People who have known you for a very long time don't expect you to ever change. Oh, that might say they do - but do they really?

And when you inevitably do change those closest to you have a really hard time seeing the change. To someone you see every day you always are the person they've always known. They're comfortable with this version of you. To accept you might actually change and be a bit different is rather unsettling for them.

The old joke of the husband who doesn't notice the new hairstyle or new dress isn't actually a joke - but terribly true. It is a scientific fact that your eye will edit what you see all the time - will actually not notice it anymore. Ever proof read your own work? Your eye will fill in what you know you meant even though that not be what is written on the page? Kinda like that.

I know people who knew me for years and just couldn't see how I'd grown and changed. I was always that person they first knew - even though I'd moved on from there long before. Yet someone I would meet for the first time would see someone else - and I've even had one remark how these others clearly didn't see the same person they saw.

Yes, a stranger can know you better. They see you more clearly without the veils of time and history.

Barbara said...

What differenceayearmakes says is so true. We can become a script to those who have known us a long time. And some people have the grace, the God-given gift, of insight. Would that we all could begin again anew each day with every relationship. I can't help reminded of the Benedictine Rule that says "Never give a hollow greeting of peace."

roxanne s. sukhan said...

Maybe this has to do with the fact that, the more we see someone, the less we see them.

Sue said...

I think often too those close to us have an unconscious desire for us NOT to change, because they have categorised us so much, and we them.

Here's to fresh eyes and chance encounters into others' souls. Wunderbar :)

Re Facebook. I am jack of Facebook. I feel so restricted there. I am pondering whether to go out with a bang and delete my account (actually you can't, you can only suspend it), but have like a week of ridiculous status updates like "Sue is trying to decide whether to masturbate or do the dishes" and "Sue has just cleaned the grouting with a toothbrush." :)

Tess said...

You pose an interesting "wondering", and I think others here are right, there's an over-familiarity with those we spend a lot of time with.

I think there's something else, as well, which is context. There's an intensity to the sort of conferences, retreats etc that we take part in. In the day-to-day world there are questions about how to pay the bills, what to have for dinner, what's up with the kids and so on. Real conversations and connections can get lost under these practicalities.

I suspect that being away allows us to cut through the small talk and make those intense connections.

I'm so pleased you had that experience.

Kayce aka lucy said...

you ladies are the reason i keep coming back to this space.

rebecca--thank you for this eloquent summation. did i perhaps tap into something for you too?

i must say my dear husband does indeed try to keep up with me although it has taken many years and much therapy to help train each other to see and acknowledge. he is one of my best supporters in personal growth and still he often fails to notice my new hair style...go figure :-)

barbara--"We can become a script". so very true. this made me wonder, too, where i become a script to my own self. thank you for your insight and for sharing the benedictine rule. fabulous words!

tinkerbell--do we then become invisible? sad to consider!

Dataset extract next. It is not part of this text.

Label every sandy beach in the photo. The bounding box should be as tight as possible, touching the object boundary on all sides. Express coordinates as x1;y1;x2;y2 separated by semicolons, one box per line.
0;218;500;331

sue--it's so much simpler if we can just read the script like barbara described rather than learning new lines.

i keep it pretty basic at facebook myself. although i have reconnected with people i would never have imagined. and i hold no illusions there that anyone will really "see" me.

tess--thanks for the great reminder on context. so very true. i think, too, sometimes there can be an odd safety factor when we know we may not see people again. who cares what they might think if we don't have to face them everyday?

it is, however, those brief moments that are the biggest reminders of God's grace.